Interesting. I too have read lots of "hard science" but find it only feeds my imagination for writing SF. And, the late Mr. Sagan wrote a pretty damned good science fiction yarn, Contact. In fact, many of whom I consider to be among the better SF writers are, or were, professional scientists.
Asimov
Niven
Bear
Brin
and surely many others.
 

mr mistook

Well, with regard to Sagan, one thing he said about aliens has wedged itself stubbornly into my mind. He went on about how all life forms on Earth are structured as they are because of the planet's mass, composition, etc. He said that an alien might have a very hard time distinguishing between a human and a preying mantis (or something like that) because we all have heads with eyes and solid appendages branching out of a torso, etc, etc.

He further argued that a sentient being from another planet might be so truly alien that we would be utterly unable to recognize it as a life form even if it were standing right in front of us.

So when you think about all the possible types of planets out there and the possible forms of life they might form, and the weird bodies and the weird technologies that could arise, many of which could be beyond our ability to grasp....

well Mr. Spock and his pointy ears just doesn't seem to cut it!


"Contact" was great, but Sagan can't commit himself to showing us the aliens' bodies, and draws their culture in very broad strokes to get around the fact that the facts of alien culture may be largely unknowable.
----------------------


As for Clarke, he's written some gems.

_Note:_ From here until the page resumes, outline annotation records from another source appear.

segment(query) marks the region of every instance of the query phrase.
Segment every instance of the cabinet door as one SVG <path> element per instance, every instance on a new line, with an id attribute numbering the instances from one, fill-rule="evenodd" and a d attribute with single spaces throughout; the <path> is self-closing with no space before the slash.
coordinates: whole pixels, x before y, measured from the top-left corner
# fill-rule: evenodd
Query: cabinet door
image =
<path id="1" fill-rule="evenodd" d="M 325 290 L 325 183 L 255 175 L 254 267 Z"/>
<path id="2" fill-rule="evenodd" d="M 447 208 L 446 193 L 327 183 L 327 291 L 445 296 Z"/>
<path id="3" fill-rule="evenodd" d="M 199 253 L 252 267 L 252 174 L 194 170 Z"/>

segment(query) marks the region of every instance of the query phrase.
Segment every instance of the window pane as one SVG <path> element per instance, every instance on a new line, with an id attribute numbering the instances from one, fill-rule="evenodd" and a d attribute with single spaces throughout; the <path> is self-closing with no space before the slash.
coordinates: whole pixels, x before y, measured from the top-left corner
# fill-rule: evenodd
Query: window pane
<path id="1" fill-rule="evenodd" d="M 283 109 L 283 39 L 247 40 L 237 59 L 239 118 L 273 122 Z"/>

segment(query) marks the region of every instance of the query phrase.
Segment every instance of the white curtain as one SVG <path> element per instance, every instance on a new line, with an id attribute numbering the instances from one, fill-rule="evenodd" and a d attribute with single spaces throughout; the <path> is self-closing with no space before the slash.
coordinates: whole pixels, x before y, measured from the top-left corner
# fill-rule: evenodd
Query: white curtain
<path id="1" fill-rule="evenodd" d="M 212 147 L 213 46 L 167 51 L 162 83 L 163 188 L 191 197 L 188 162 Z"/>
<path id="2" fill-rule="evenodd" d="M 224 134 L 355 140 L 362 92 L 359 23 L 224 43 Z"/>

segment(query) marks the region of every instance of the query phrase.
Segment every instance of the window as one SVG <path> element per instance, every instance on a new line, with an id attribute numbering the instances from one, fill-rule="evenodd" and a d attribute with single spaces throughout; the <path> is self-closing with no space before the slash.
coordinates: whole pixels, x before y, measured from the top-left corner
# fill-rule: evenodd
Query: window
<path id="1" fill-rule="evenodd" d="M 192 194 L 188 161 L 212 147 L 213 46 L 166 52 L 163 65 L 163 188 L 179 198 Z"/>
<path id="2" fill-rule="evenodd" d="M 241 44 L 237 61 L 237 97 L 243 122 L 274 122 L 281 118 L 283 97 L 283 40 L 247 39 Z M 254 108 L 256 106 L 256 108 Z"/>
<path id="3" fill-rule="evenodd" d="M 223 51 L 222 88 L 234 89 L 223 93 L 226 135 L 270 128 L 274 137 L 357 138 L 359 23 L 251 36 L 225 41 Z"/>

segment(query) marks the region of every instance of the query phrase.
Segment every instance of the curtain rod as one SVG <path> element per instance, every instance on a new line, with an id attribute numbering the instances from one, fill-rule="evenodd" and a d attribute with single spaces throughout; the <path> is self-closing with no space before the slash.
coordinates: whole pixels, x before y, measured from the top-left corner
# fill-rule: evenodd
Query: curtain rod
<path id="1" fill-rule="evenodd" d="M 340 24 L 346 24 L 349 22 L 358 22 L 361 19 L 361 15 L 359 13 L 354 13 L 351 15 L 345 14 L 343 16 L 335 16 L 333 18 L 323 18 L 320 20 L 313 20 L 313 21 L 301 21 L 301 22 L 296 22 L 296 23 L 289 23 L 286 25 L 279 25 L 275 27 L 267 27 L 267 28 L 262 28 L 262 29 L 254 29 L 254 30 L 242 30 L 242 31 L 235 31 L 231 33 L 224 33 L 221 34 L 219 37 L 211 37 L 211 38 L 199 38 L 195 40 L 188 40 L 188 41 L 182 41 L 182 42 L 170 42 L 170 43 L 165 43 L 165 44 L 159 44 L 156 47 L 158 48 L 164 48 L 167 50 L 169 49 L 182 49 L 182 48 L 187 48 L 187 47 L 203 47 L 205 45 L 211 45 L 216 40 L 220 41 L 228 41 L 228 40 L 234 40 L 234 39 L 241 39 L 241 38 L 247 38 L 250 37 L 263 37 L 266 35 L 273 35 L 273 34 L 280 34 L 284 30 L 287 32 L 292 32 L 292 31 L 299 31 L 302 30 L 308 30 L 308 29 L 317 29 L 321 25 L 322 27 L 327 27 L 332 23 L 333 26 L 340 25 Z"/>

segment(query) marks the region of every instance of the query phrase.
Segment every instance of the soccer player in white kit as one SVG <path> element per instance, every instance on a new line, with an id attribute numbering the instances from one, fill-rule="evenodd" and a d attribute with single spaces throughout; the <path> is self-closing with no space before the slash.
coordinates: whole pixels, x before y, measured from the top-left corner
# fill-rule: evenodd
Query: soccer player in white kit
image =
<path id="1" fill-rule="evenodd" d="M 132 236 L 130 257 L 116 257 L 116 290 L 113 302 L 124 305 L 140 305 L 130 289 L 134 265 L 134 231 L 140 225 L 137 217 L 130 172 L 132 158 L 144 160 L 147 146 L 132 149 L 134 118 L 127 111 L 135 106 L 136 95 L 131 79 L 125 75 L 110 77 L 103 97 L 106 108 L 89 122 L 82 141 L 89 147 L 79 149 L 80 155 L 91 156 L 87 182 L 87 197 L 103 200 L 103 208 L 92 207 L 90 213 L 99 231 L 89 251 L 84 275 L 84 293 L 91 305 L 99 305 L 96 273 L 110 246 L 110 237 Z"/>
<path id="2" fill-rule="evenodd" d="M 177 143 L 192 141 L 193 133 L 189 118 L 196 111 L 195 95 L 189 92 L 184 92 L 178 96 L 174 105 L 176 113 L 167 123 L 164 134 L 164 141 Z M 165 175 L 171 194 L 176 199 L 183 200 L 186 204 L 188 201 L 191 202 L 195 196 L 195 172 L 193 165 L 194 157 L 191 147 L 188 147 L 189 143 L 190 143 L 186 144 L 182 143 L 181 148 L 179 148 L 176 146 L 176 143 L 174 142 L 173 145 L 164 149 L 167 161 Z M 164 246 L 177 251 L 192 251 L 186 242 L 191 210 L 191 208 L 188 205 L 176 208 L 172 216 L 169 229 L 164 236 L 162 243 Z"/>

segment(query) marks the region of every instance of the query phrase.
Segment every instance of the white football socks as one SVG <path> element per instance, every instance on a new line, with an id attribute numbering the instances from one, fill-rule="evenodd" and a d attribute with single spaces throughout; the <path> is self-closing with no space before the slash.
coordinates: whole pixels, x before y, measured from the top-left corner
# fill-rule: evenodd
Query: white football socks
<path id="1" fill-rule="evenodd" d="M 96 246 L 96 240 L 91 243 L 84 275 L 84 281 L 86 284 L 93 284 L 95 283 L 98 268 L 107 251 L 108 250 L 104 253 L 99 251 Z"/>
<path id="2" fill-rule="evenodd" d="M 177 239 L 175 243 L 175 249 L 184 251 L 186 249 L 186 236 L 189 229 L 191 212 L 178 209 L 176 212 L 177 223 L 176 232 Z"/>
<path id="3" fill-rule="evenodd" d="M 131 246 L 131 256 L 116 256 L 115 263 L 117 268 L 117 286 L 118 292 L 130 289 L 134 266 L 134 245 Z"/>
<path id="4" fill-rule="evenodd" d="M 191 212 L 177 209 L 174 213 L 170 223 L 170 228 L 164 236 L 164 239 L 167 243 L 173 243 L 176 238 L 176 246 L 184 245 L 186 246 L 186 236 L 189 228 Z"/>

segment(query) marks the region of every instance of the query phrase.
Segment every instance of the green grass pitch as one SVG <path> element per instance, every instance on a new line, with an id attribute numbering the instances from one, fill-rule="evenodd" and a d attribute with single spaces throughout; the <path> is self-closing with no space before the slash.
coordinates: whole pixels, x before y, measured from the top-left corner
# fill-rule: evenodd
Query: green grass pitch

He was hailed as somewhat of a phrophet, but I remember stories by him where the super advanced alien invaders from another galaxy had vacuum tube computers! Even Clarke couldn't forsee transistors or microchips.

That's the horrible thing about predicting the future... it's impossible!
 

Writing Again

Were you knocked unconscious, or were you simply knocked silly?

I was silly before that. Was not dazed. Was about twenty, he wasn't a boxer in the professional sense but he knew how to box. We were talking. I had no idea I was in a fight until it was over.

well Mr. Spock and his pointy ears just doesn't seem to cut it!

His pointy ears are about all the alien most people can take.

Human beings can't even adjust to me for crying out loud let alone an alien. To a conservative I have to be a liberal because I don't think like a conservative. To a liberal I have to be a conservative because I don't think like a liberal.

Neither camp can conceive there just might be a third opinion. Same with atheists versus Christians and Communists versus Capitalists. None of them can conceive that there can possibly be a third opinion. And if they do grasp that idea then they insist it must fit upon an arc between their two opposing opinions.

"You are with me or you are against me. Now which is it?" is the slogan of mankind. There are only two reasons for disagreeing with the speaker -- you are either the enemy or an idiot.

An alien might not be able to tell a human from a dolphin. To humanity the dolphin is the ultimate alien. Even when we know it is as intelligent as the human the human will discount that as important because the dolphin shows no interest in watching Internet porn.